Published inHackerterrorcybercyber

6 Comments

  1. In my opinion, this check should be done on the level of domain registration services, not the TLS issuing services.

    • kris kris

      See the article. Domain registration has even less visibility than the CA. In a way, the safe-browsing API is not the wrong way to solve this. It’s just the text “secure” next to the green lock that gives the wrong message. “authenticated and encrypted” is not “secure” is not “trustworthy”.

  2. Rudolf Polzer

    “A netcraft report highlights that both Let’s Encrypt and Comodo have been issuing thousands of domains that in some form or the other contain the words “apple”, “paypal” or “ebay” in them, and that virtually all of these domains are being used for phishing or other fraudulent activities.”

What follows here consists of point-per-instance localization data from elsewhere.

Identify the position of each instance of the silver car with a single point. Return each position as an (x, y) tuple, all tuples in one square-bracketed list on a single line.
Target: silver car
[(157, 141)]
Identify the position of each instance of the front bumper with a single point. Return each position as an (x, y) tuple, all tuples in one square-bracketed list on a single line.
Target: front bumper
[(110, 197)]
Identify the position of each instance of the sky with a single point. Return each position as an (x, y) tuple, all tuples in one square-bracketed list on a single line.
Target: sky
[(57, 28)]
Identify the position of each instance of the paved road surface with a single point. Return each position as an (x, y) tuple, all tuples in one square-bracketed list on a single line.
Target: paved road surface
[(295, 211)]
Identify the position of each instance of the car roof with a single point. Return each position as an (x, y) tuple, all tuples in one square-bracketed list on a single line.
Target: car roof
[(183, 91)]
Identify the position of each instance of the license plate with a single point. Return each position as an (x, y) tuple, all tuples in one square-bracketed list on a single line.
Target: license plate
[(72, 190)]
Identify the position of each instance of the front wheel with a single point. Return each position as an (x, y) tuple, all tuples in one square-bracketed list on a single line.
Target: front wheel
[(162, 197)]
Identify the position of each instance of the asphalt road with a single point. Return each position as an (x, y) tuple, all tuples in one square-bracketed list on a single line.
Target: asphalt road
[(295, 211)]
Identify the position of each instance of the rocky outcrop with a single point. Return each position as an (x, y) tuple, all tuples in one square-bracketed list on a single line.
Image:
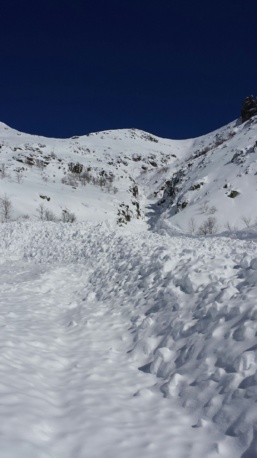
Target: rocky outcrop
[(249, 108)]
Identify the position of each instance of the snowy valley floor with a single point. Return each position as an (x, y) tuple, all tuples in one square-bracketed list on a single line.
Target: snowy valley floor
[(83, 307)]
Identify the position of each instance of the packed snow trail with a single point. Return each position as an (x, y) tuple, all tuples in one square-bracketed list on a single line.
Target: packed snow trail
[(69, 388), (83, 307)]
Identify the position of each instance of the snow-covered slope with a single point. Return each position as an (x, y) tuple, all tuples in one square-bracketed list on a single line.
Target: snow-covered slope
[(126, 174), (123, 340), (94, 176)]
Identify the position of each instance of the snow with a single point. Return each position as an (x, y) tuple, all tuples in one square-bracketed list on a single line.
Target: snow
[(131, 340), (84, 306)]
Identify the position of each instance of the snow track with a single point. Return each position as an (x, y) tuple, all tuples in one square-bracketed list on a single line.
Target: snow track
[(82, 308)]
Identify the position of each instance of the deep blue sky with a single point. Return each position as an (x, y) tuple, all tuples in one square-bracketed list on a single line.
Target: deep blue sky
[(174, 68)]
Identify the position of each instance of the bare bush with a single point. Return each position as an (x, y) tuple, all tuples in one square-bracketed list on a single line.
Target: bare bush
[(204, 207), (68, 216), (208, 227), (19, 177), (5, 208), (192, 225), (70, 180), (231, 228), (212, 210), (246, 220), (49, 216), (3, 172), (41, 212)]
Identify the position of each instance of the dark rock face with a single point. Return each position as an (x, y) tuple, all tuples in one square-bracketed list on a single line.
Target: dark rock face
[(249, 108)]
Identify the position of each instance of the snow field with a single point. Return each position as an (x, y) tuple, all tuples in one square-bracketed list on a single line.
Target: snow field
[(83, 307)]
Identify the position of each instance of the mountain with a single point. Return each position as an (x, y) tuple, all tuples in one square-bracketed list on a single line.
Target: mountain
[(130, 174), (133, 330)]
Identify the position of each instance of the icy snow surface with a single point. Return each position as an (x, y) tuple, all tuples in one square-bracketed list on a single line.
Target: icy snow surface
[(118, 344)]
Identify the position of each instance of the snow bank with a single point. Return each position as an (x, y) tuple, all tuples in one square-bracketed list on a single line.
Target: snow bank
[(192, 308)]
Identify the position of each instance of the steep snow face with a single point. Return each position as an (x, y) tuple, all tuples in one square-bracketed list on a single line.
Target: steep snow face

    Such as the domain of that ebay pirate, “thepiratebay”? 🙂

    Or, Appleton Farms?

    Yes, non-EV just certifies domain ownership. Which is why it’s called DV – domain validation. If we want to push against plaintext HTTP, we must allow HTTPS with DV for everyone – and simply not consider it secure beyond “this actually is the domain you’re talking to”.

    • kris kris

      That’s not what the word “secure” shown next the green lock communicates.

      • Pascal

        Some say the lock symbol is a shopping bag. 😉

        Speaking of HTTPS: when is this blog going to support it?

        • kris kris

          When I get around to automating the LetsEncrypt stuff, and integrate it into the Ansible setup for the blog VM.